Extreme events that require mass evacuation are a great concern for disaster planners and emergency mangers. Most state and local municipalities are ill-prepared to handle mass evacuations from urban areas. A lesson repeatedly learned from previous disasters (such as Hurricane Katrina) is that residents without access to automobiles and residents in need of special assistance are more likely to lack the means to evacuate independently. Developing integrated plans for jurisdictions and agencies to share resources (vehicles, equipment, communication networks, drivers and other personnel) for high-capacity evacuation methods and modes is difficult because of insurance, liability, and other legal and contractual matters. For example, during the evacuation of New Orleans for Hurricane Katrina, unused high-capacity vehicles were left behind in the city because inter-agency cooperative agreements were not in place and there was a lack of drivers to operate buses. Disaster planners must learn from these experiences and implement policy changes to strengthen community resiliency against predicted and unpredicted events (Hess and Arendt 2006; Quarantelli 1985).

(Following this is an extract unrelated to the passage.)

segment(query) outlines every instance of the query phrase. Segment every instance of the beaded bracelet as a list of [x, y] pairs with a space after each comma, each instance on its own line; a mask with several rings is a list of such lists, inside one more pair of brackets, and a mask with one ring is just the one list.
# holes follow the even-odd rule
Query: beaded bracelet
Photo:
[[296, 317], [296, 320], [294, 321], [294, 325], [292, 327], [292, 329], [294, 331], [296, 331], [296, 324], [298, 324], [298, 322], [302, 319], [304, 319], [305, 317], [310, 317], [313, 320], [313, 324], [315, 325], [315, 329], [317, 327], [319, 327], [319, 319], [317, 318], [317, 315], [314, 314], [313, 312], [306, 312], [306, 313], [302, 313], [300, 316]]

This research examines a unique combination of elements: disaster planning, large-scale urban evacuation, and coordination of volunteer transportation professionals. The project will identify, evaluate, and assess transportation management approaches for promoting enhanced resource coordination for multi-modal planning. The research will gather transportation providers and their legal representatives, transportation logistics experts, and emergency planners from the New York City metropolitan area and across New York State to explore alternative management approaches for transportation resources coordination for multi-modal evacuation. These key informants will participate in interviews and roundtable discussions with the research team to shed light on important issues related to multi-modal mass evacuation planning and resource coordination: First, the research will identify barriers to cooperative sharing agreements—among facilities, agencies, and governments—for vehicles and personnel. Second, proposed action steps and implementation strategies for overcoming those barriers will flow from the expert knowledge gathered during the interviews and focus groups. Third, the research will explore the feasibility of establishing a regional Transportation Reserve Corps—modeled after a Medical Reserve Corps that can assemble thousands of trained and licensed medical volunteers in the case of a catastrophic disaster—to mobilize trained transportation coordinators and drivers to conduct evacuations of buildings, neighborhoods, districts, cities or even entire metropolitan regions.
This research is both interdisciplinary and transformative in that it examines, integrates, and extends knowledge about three distinct and emerging fields of inquiry (transportation planning for “carless” households, multi-modal evacuation, and coordinated volunteerism) as they relate to disaster preparedness, response, and recovery.